Saturday, May 22, 2010

Bill Dembski, Isaac Asimov, and The Second Law of Thermodynamics

According to Bill Dembski, "The 2nd Law of Thermodynamics has never been a friend of materialistic evolution." [Granville Sewell on the 2nd Law]. His authority for such a ridiculous statement is none other than Granville Sewell, a Professor of Mathematics at the University of Texas, El Paso. Biochemists have never had a problem with the 2nd law or evolution.

This is a good time to remind people of a famous quotation by Isaac Asimov—a biochemist— from his 1981 essay, The “Threat” of Creationism.
Creationists have learned enough scientific terminology to use it in their attempts to disprove evolution. They do this in numerous ways, but the most common example, at least in the mail I receive is the repeated assertion that the second law of thermodynamics demonstrates the evolutionary process to be impossible.

In kindergarten terms, the second law of thermodynamics says that all spontaneous change is in the direction of increasing disorder—that is, in a "downhill" direction. There can be no spontaneous buildup of the complex from the simple, therefore, because that would be moving "uphill." According to the creationists argument, since, by the evolutionary process, complex forms of life evolve from simple forms, that process defies the second law, so creationism must be true.

Such an argument implies that this clearly visible fallacy is somehow invisible to scientists, who must therefore be flying in the face of the second law through sheer perversity. Scientists, however, do know about the second law and they are not blind. It's just that an argument based on kindergarten terms is suitable only for kindergartens. [my emphasis - LAM]


  1. Asimov wrote a famous short story about a big-time violation of the second law of thermodynamics.
    I've always enjoyed this one.

  2. snowflakes form, don't they? And yes, a "ram pump" can make water run uphill without any outside mechanical engine.

  3. The irony of course is that God is the ultimate violator of the 2nd law. But don't let that stop you, Dumbski!

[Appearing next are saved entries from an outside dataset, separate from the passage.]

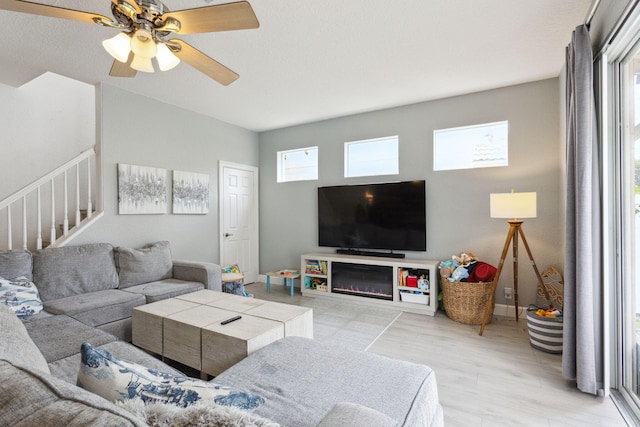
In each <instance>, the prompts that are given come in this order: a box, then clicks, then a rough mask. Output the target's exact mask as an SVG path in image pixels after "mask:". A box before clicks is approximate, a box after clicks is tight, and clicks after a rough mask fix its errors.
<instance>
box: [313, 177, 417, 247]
mask: <svg viewBox="0 0 640 427" xmlns="http://www.w3.org/2000/svg"><path fill="white" fill-rule="evenodd" d="M426 221H427V215H426V192H425V181H404V182H390V183H383V184H365V185H340V186H331V187H319V188H318V244H319V246H326V247H335V248H341V249H347V250H354V251H353V252H357V251H358V250H360V249H366V250H388V251H400V250H405V251H426V250H427V239H426V235H427V225H426Z"/></svg>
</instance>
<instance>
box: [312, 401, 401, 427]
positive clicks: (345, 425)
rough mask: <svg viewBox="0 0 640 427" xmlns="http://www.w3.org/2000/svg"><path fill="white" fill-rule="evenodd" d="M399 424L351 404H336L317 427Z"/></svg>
mask: <svg viewBox="0 0 640 427" xmlns="http://www.w3.org/2000/svg"><path fill="white" fill-rule="evenodd" d="M397 425H398V423H396V422H395V420H393V419H392V418H391V417H389V416H387V415H385V414H383V413H382V412H379V411H376V410H375V409H371V408H368V407H366V406H363V405H358V404H357V403H351V402H340V403H336V404H335V405H334V406H333V408H331V410H330V411H329V413H328V414H327V415H325V417H324V418H323V419H322V421H320V424H318V426H317V427H332V426H350V427H395V426H397Z"/></svg>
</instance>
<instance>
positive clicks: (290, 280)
mask: <svg viewBox="0 0 640 427" xmlns="http://www.w3.org/2000/svg"><path fill="white" fill-rule="evenodd" d="M266 276H267V292H271V278H272V277H280V278H282V279H283V280H284V285H285V286H290V287H291V289H290V291H289V292H290V294H291V296H293V293H294V289H295V286H294V284H295V279H297V278H299V277H300V270H298V269H296V268H283V269H282V270H274V271H270V272H268V273H266Z"/></svg>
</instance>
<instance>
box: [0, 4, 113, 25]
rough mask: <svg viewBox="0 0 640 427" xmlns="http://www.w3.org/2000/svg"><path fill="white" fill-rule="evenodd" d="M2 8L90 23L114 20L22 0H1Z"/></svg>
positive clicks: (14, 10)
mask: <svg viewBox="0 0 640 427" xmlns="http://www.w3.org/2000/svg"><path fill="white" fill-rule="evenodd" d="M0 9H4V10H11V11H13V12H22V13H30V14H32V15H41V16H49V17H51V18H60V19H70V20H72V21H80V22H86V23H88V24H95V23H96V20H98V21H104V22H113V19H111V18H107V17H106V16H103V15H100V14H97V13H90V12H82V11H80V10H73V9H65V8H62V7H56V6H48V5H46V4H40V3H33V2H29V1H22V0H0Z"/></svg>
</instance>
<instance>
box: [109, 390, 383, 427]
mask: <svg viewBox="0 0 640 427" xmlns="http://www.w3.org/2000/svg"><path fill="white" fill-rule="evenodd" d="M118 406H120V407H121V408H123V409H126V410H127V411H129V412H131V413H132V414H134V415H135V416H136V417H138V418H141V419H144V420H145V421H146V422H147V424H149V425H150V426H153V425H158V424H160V423H159V422H158V420H162V425H163V426H175V427H178V426H206V427H240V426H242V427H280V424H278V423H274V422H273V421H270V420H267V419H266V418H262V417H259V416H257V415H255V414H252V413H251V412H247V411H243V410H241V409H237V408H234V407H233V406H219V405H209V404H206V403H194V404H193V405H189V406H187V407H186V408H180V407H178V406H175V405H167V404H164V403H147V404H145V402H144V401H143V400H142V399H140V398H139V397H135V398H133V399H127V400H125V401H123V402H118ZM337 425H338V424H334V425H333V427H336V426H337ZM342 425H345V426H346V425H347V424H342ZM372 427H375V426H372Z"/></svg>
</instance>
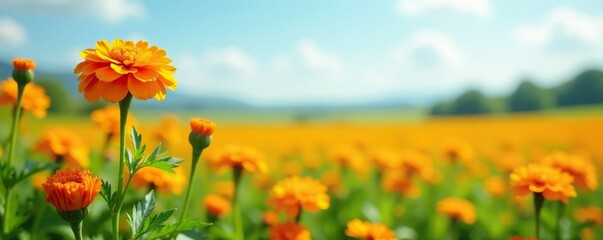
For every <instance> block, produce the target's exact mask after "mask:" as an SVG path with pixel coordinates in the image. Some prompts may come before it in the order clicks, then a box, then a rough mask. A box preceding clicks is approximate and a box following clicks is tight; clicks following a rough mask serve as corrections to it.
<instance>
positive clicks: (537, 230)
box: [534, 193, 544, 239]
mask: <svg viewBox="0 0 603 240" xmlns="http://www.w3.org/2000/svg"><path fill="white" fill-rule="evenodd" d="M543 205H544V197H543V196H542V193H534V212H535V220H534V224H535V227H536V239H540V211H541V210H542V206H543Z"/></svg>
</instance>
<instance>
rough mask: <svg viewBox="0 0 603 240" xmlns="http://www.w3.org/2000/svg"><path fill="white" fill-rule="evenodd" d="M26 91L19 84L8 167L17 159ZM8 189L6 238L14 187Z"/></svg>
mask: <svg viewBox="0 0 603 240" xmlns="http://www.w3.org/2000/svg"><path fill="white" fill-rule="evenodd" d="M24 90H25V84H18V86H17V104H16V105H15V110H14V112H13V127H12V128H11V131H10V143H9V144H10V145H9V146H8V162H7V164H8V166H9V167H12V164H13V159H14V158H15V149H16V146H17V130H18V129H19V119H21V103H22V101H23V91H24ZM5 187H6V195H5V200H6V201H5V205H4V225H3V228H2V229H3V233H4V235H5V236H8V234H9V232H10V219H11V209H12V197H11V190H12V187H10V186H5Z"/></svg>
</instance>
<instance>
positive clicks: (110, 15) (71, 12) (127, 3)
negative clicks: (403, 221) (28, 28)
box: [0, 0, 145, 23]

  4. The irony of course is that God is the ultimate violator of the 2nd law. But don't let that stop you, Dumbski! Don't forget the first law! Any interaction between an immaterial being or soul and matter such as your body (mind/body problem) violates the 1st law of thermodynamics because 'new' energy enters the closed system of the universe. How something that isn't energy such as a immaterial mind can generate energy to interact with the body can be explained must be a put down to a miracle I suspect. Every banal thought that's lead me to move a digit or scratch or stretch is therefore a miracle. Lot's of them happening then, guess miracles aren't so uncommon.

  5. It would be interesting to see the world through 'entropy goggles(TM)'

    I'm not a physicist so I'm guessing... but presumably the sun would still look very bright. The air would twinkle with thermal disorder. People would appear quite a bit dimmer because there is a great deal of order being maintained (at least in the short term). A time lapse sequence of a fertilised egg growing into an adult would look like a growing blot of darkness - but presumably surrounded by a halo (oh the irony!) of brightness as order is abstracted from food leaving greater 'waste' entropy.

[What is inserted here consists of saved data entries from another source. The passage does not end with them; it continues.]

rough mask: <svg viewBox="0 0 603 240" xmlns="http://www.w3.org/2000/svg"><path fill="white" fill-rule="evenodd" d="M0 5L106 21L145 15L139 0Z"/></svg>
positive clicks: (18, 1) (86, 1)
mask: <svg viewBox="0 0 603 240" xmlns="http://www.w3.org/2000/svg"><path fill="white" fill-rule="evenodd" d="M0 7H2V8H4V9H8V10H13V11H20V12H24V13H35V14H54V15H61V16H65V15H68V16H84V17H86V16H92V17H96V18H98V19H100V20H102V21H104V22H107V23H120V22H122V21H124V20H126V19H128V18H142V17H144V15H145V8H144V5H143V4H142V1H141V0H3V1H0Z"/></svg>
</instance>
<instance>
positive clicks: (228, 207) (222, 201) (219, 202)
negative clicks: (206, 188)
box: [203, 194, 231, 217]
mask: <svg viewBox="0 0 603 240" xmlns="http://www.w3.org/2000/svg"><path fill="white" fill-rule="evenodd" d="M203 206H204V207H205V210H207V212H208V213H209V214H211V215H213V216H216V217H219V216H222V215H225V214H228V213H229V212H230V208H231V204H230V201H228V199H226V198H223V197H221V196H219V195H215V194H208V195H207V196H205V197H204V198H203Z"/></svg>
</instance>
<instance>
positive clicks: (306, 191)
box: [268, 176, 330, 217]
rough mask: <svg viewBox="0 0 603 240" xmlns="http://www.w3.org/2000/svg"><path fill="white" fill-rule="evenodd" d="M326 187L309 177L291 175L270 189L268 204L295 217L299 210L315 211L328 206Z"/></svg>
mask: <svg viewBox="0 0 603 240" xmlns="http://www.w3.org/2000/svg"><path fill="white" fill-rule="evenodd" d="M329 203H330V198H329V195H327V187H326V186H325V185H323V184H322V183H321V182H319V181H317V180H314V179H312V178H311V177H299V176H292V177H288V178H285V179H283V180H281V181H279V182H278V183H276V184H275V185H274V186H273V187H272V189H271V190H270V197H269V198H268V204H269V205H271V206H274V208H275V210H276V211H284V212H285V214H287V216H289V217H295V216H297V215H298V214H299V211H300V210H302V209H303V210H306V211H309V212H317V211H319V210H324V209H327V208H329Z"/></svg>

    Now extend the time lapse photography to a species....

    Want to borrow my entropy specs Dr. Dr. Dembski?

  6. A little bit of knowledge is a dangerous thing. It can convince you that an argument this idiotic and this sloppy is actually profound. It can convince you to publicly make a raging jackass out of yourself, by rambling on and on, based on a stupid misunderstanding of a simplified, informal, intuitive description of something complex. -- Mark Chu-Carroll

  7. Probably Bill Dembski forgot that there is zero law (temperature principle) which, I guess, stimulate the process of biological evolution.

  8. Meanwhile, I hate the description of the second law as having something to do with "disorder" (whatever that is). While an increase in entropy may correlate with things that to the human aesthetic seem "untidy," a messy room or a shuffled deck of cards has no more entropy than neat versions of the same, yet these examples are often used to explain entropy. "Energy dispersal" is a much better metaphor.